Analyzing a Greedy Approximation of MDL (Minimum Description Length) Summarization with Holes

CSE 401 Senior Project
Spring 2007

Peter Fontana
Faculty Advisor: Dr. Sudipto Guha

Abstract

Many OLAP (On-line Analytical Processing) applications have produced data cubes that summarize and aggregate details of data queries. These data cubes are multi-dimensional matrices where each cell that satisfies a specific property or trait is represented as a 1. A cell that does not satisfy that specific property is represented as a 0. In order to compress the amount of space required to represent this matrix completely, others have used MDL (Minimum Description Length) Summarization, including the MDL Summarization with Holes. The MDL Summarization describes rectangular regions (rectangles) of the matrix that contain all 1's, and the MDL Summarization with Holes also describes rectangles that are mostly 1's and then describes the 0's within those rectangles.

While it is NP-Hard to compute the optimal MDL Summarization with Holes for a data matrix of 2 or more dimensions (Proven by Bu et al. [1]), there exists a greedy algorithm to approximate the MDL Summarization with Holes, proven to give an answer that within a factor of lm &lowast log(M) of the optimal solution (Proven by Guha and Tan [3]), where M is a factor dependent size of the data matrix. See the "Definitions" section of this web page for a definition of lm. However, Guha and Tan in [3] mention that this bound has not been proven tight. I studied this for 2-dimensional matrices where the algorithm can only compress by covering rows and columns (here lm = 2). In this case the only non-trivial rectangles are the rows and the columns of the matrix. Currently, I have a proof that the greedy algorithm is a 4-approximation algorithm in this special 2-dimensional case and a constant-factor (2(&kappa -2))-approximation algorithm in the general case. Furthermore, I have written a program that uses the greedy approximation that performs an MDL Summarizization with Holes on an arbitrary n-by-n 2-dimensional matrix of 1's and 0's with the rows and columns of the matrix as the available rectangles.

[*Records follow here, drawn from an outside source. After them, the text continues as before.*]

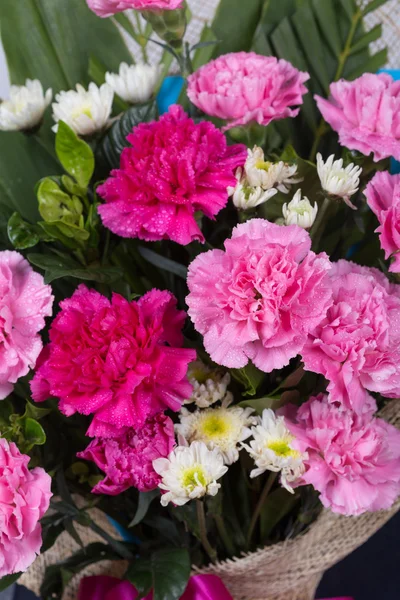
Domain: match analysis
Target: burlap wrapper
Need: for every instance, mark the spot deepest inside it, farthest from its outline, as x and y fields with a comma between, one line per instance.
x=289, y=570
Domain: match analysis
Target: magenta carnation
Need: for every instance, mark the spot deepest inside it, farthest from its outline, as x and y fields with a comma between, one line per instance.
x=120, y=361
x=260, y=297
x=107, y=8
x=128, y=460
x=173, y=169
x=353, y=460
x=357, y=346
x=24, y=499
x=366, y=114
x=244, y=86
x=24, y=303
x=383, y=197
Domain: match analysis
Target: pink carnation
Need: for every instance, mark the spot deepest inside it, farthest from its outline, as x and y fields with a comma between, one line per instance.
x=259, y=299
x=383, y=197
x=173, y=169
x=107, y=8
x=353, y=460
x=120, y=361
x=366, y=114
x=243, y=86
x=24, y=499
x=24, y=302
x=128, y=460
x=357, y=345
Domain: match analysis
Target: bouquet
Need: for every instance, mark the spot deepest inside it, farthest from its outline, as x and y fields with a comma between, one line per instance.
x=200, y=306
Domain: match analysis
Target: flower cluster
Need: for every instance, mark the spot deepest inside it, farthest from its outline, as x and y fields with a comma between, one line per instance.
x=173, y=169
x=25, y=497
x=383, y=197
x=25, y=301
x=357, y=345
x=365, y=113
x=127, y=460
x=242, y=87
x=352, y=460
x=260, y=298
x=121, y=361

Note: My project improves upon a result in [3]. Currently, [3] is a manuscript that will be submitted for publication in the near future, after this result (and its proof) is added to it. The Final Report contains the full proof.

Definitions

&kappa: &kappa is the largest number of rectangles which contain a common cell of the matrix. Two such rectangles, the entire matrix and the individual cell, are trivial. Excluding those rectangles gives (&kappa -2) rectangles.

lm: Take each cell of the data matrix. For each cell u of the matrix, consider all of the rectangles that contain u. The contains (subset) relation forms a partially ordered set over the rectangles, and more specifically a lattice, since the cell and the matrix are considered rectangles. lm is the size of the largest antichain of the lattice for all cells u. .

Project Documents

Poster - This is the poster presented during CSE Senior Design Day on April 19, 2007.
Final Report - This is the writeup submitted for the Senior Design Project.
Program Source - Here is the Source code to the program I wrote. It is written in C.
Example Program Test File 1 - This is an example that when run, shows the greedy algorithm in action. Here is the output of Test File 1.
Example Program Test File 2 - This file is an illustrative example that illustrates where the greedy algorithm produces a suboptimal solution, by a factor of 2. This example generalizes to show that the algorithm is at best a lm-approximation algorithm. See [3] for the general example. Here is the output of Test File 2.

References

[1] Bu, Shaofeng, Laks V.S. Lakshmanan and Raymond T. Ng. "MDL Summarization with Holes." Proceedings of the 31st VLDB Conference, pages 433-444, 2005.
[2] Chaudhuri, Surajit and Umeshwar Dayal. "An Overview of Data Warehousing and OLAP Technology." ACM SIGMOD Record, Volume 26, Issue 1, pages 65-74, 1997.
[3] Guha, Sudipto and Jinsong Tan. "Recursive MDL Summarization and Approximation Algorithms." 2006.
[4] Lakshmanan, Laks V.S., Raymond T. Ng, Christing Xing Wang, Xiaodong Zhou and Theodore J Johnson. "The Generalized MDL Approach for Summarization." Proceedings of the 28th VLDB Conference, pages 766-777, 2002.
[5] Pu, Ken Q. and Alberto O. Mendelzon. "Concise Descriptions of Subsets of Structured Sets." ACM Transactions on Database Systems (TODS) Vol. 30, No. 1, pages 211-248, March 2005.
[6] Sathe, Gayatri and Sunita Sarawagi. "Intelligent Rollups in Multidimensional OLAP Data." Proceedings of the 27th VLDB Conference, pages 531- 540, 2001.
[7] Vazirani, Vijay V. Approximation Algorithms. Berlin: Springer-Verlag. Corrected Second Printing, 2003.